Joe Biden war außenpolitisch bei vielen verheerenden Entscheidungen dabei, aber bedauerte vieles davon wenigstens, wie es den guten Menschen von schlechten Menschen unterscheidt. 
Und die Kritik an ihm steht vielen Leut' weniger zu als mir, denn wer bloß "gegen die Kriege" war, wie es auch alle Kriegstreiber seit knapp 100 Jahren von sich behaupten, aber zur Konfliktbeilegung nichts vorschlug, sollte mal besser die Klappe halten und überlegen, es künftig anders zu machen. 

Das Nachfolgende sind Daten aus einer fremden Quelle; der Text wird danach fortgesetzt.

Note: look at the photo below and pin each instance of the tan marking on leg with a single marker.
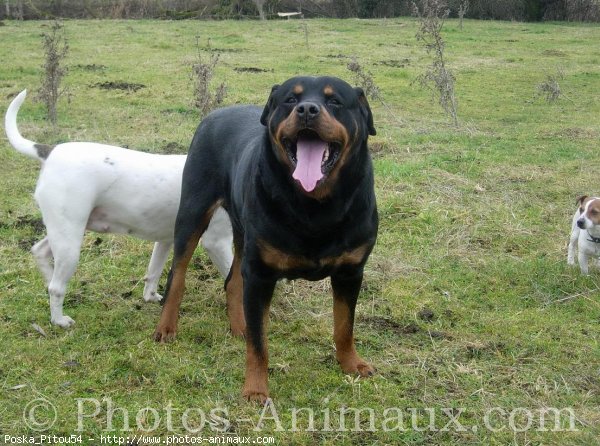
(167, 326)
(345, 353)
(256, 383)
(235, 298)
(257, 374)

Ich propagiere zwar oft die Unterstützung für das "kleinere Übel", wenn alternativlos zum "größen Übel", wie bspw. in Stichwahlen zur Macht, aber es sei wiederholt: Ich betrachte Biden nicht als Übel, sondern als "guten Menschen". 
Und er würde es uns eher recht machen als viele andere, wenn wir mitdenken und positiv Einfluss auf Politik nehmen. Darauf können wir erst dann etwas einbilden, wenn wenigstens die eigene Regierung für Richtigeres eintritt.
Denn das ist der "demokratische Dienstweg", so lange es uns an einem demokratischerem Weltparlament fehlt, dem sich auch die "Supermächte" unterzuordnen hätten.